The European Central Bank approved a bigger-than-expected expansion of its stimulus package on Thursday to prop up an economy plunged by the novel coronavirus pandemic into its worst recession since the Second World War.
Just months after a raft of crisis measures, the ECB again expanded its money-printing scheme to cushion a potential fall in output of up to 12 per cent this year, even as governments spend record amounts to preserve jobs while restrictions keep businesses shuttered.
“The euro area economy is experiencing an unprecedented contraction,” ECB president Christine Lagarde said. “There has been an abrupt drop in economic activity as a result of the coronavirus pandemic and the measures taken to contain it.”
The ECB’s move, coming just weeks after Germany’s Constitutional Court tried to curb its powers, was also seen as an act of defiance, with one of the European Union’s most powerful institutions making clear it would not take orders from national courts.
Thursday’s decision extended the ECB’s emergency bond purchase scheme to mid-2021 and increased it by €600-billion ($919-billion) to €1.35-trillion. That should allow the bank to buy up most of the new debt euro zone governments are issuing to overcome the pandemic.
Three sources said that figure was a compromise after policy makers discussed an expansion of between €500-billion and €750-billion.
Markets rallied on the decision, with bond yields on the bloc’s periphery tumbling, suggesting the measures would give a bigger boost to countries such as Italy and Spain, both hit hard by the pandemic and struggling with high debt levels.
Ten-year Italian yields fell by 14 basis points, but perhaps more importantly, the gap between Italian and German bonds, a key benchmark, narrowed by 16 basis points.
The ECB’s bond purchases come on top of big German spending plans and an ambitious EU fiscal package, pointing to the biggest coordinated effort in the euro’s 20-year history.
ECB staff dramatically revised downward their baseline scenario for euro zone output this year to a contraction of 8.7 per cent from the modest 0.8-per-cent rise they forecast only in March.
A partial rebound with growth of 5.2 per cent is expected next year, but Ms. Lagarde said risks were skewed toward an even worse outcome in which gross domestic product could shrink by up to 12.6 per cent.

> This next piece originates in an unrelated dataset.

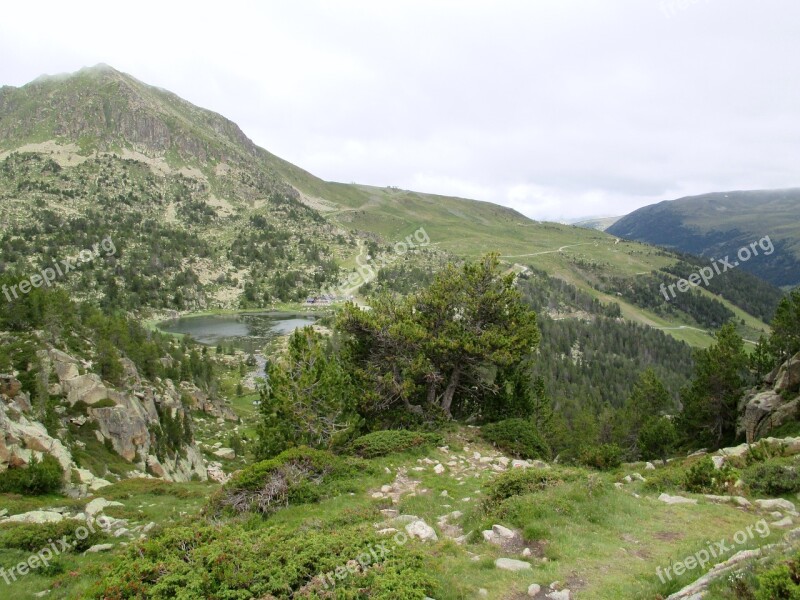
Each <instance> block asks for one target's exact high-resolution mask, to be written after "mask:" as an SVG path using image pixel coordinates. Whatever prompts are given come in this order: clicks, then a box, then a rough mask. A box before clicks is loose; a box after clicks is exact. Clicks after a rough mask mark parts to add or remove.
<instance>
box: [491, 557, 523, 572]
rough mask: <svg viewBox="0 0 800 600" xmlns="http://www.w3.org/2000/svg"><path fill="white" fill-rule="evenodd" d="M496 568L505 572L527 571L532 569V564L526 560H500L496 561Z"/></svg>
mask: <svg viewBox="0 0 800 600" xmlns="http://www.w3.org/2000/svg"><path fill="white" fill-rule="evenodd" d="M494 566H495V567H496V568H498V569H502V570H503V571H514V572H516V571H527V570H529V569H530V568H531V563H529V562H525V561H524V560H516V559H513V558H498V559H497V560H495V561H494Z"/></svg>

That could mean the ECB is not finished yet.
“We would expect a decision to increase the Pandemic Emergency Purchase Programme envelope by €500-billion to €1.85 trillion to be made in September,” Frederik Ducrozet, a strategist at Pictet Wealth Management said.
“We suspect that a fragile recovery will require steady interventions for some time.”
Adding to the stimulus measures, the ECB said it would reinvest proceeds from maturing bonds in its pandemic emergency scheme at least until the end of 2022, suggesting that its balance sheet will remain exceptionally large for years to come.
But Ms. Lagarde scotched speculation the bank could follow the U.S. Federal Reserve in buying sub-investment grade bonds, saying that option was not even discussed by policy makers.
Addressing the ECB’s standoff with the German court, Ms. Lagarde said she was confident of a “good solution,” but stressed that only the European Court of Justice had jurisdiction over the matter, and that it had already cleared the scheme.
“Not having to read too much between the lines, she made clear that the German court ruling would have virtually no impact on ECB policy, as shown by the ECB’s actions today,” Berenberg economist Florian Hense said.
Ms. Lagarde welcomed what she called the European Commission’s “ambitious” proposal for a €1.1-trillion budget for the bloc for 2021-27, with an extra recovery fund worth €750-billion.
Cash-rich Germany, which can borrow at negative rates for up to 20 years, separately unveiled a €130-billion stimulus package late on Wednesday.